"'5. The supply of suitable guardians.
"'6. The influence of the grant in aid.
"'The Action of Medical Officers of Asylums.— ... Owing to my having had at one time the superintendence of the asylum for Fife and Kinross, I am able to deal more satisfactorily with the statistics of this district than with those of other parts of the country. From a return which I have been favoured with, I find that the efforts to send out patients in this district have been effective and successful. During 1880 there have been discharged improved eighteen patients, five of whom were committed to the care of friends, and thirteen of whom were placed under the guardianship of strangers....

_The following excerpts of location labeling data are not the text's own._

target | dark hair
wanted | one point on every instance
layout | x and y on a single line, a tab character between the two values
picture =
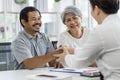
107	6
24	13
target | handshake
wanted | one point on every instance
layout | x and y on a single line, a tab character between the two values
59	55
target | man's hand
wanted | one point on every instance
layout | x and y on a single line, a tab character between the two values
61	57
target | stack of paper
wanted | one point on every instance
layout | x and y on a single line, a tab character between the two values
89	71
49	76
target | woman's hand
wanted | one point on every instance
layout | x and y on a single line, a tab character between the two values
61	57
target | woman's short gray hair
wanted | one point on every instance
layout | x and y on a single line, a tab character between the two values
70	9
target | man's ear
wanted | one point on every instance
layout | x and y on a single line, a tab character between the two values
97	10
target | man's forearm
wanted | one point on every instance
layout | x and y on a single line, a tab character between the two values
40	61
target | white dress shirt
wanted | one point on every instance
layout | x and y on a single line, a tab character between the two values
103	45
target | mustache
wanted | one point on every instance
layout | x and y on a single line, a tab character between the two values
36	24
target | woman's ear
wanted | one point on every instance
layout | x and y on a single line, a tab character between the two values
23	22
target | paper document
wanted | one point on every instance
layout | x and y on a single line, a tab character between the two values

"'The question which naturally suggests itself is—What would be the result were this practice possible in every institution, and in every district? On calculation I find that, had an equal proportion of the inmates of all asylums been similarly transferred to private care, no less than four hundred and three patients would have been removed from institutions to care in private dwellings, whereas the fact is that only sixty-eight were so transferred. Only one patient out of the eighteen who were transferred from the Fife and Kinross Asylum has had to be returned to the asylum, and he was one of those who were boarded with friends....
"'The Action of Inspectors of Poor.—The efforts of medical superintendents of asylums may do much, but it must be recognized that the success and extension of the boarding system is largely, if not mainly, in the hands of the inspectors of poor. Their action is threefold: (1) they may initiate the removal of their chronic insane from institutions; they may co-operate with asylum officers in readily removing such lunatics as these officers intimate to be fit for being boarded out, and in procuring suitable guardians and homes for them; and (3) they may, by well-directed efforts, instead of hurrying every lunatic into an asylum, as the practice with some is, provide in like manner for those idiotic and insane paupers who, even when they first become chargeable, do not require asylum treatment and care....
"'Economy, one of the proper objects of parochial administration, is attained by this method of providing for the insane poor, and not only is it economical, as I will immediately show, but for a large proportion of chronic lunatics it is efficient and beneficial. From a return with which I have been favoured from the City Parish, Edinburgh, the average cost, inclusive of supervision and every other item of expenditure, for the insane boarded with strangers is £19 a year. The asylum rate during the last five years has been £27 per annum.
"'The Amount and Accessibility of Asylum Accommodation in each District.— ... It has now become a matter of everyday observation, that where there is ample asylum accommodation the boarding out of the insane is either entirely neglected or avoided, or but languidly attempted....
"'It follows that ample asylum accommodation though in itself a service and a safeguard to society, is yet apt to be an inducement to wasteful parochial administration....
"'The Rate of Maintenance in Asylums.—In Dumfriesshire, where special circumstances have kept the asylum rate exceptionally low, and where agricultural avocations are well paid, the guardians require a high rate of board, and thus the cost of boarding out, when clothing, medical visits, and other expenses are included, is nearly equal to the rate of maintenance in the asylum for the district.
"'It therefore stands to reason that where the asylum rate is near to that required for outdoor care, the economic inducement to board out will apply only to those patients who have friends willing to have the charge of them. It thus appears that a low rate of maintenance in an asylum is practically prejudicial to the liberty of the chronic insane.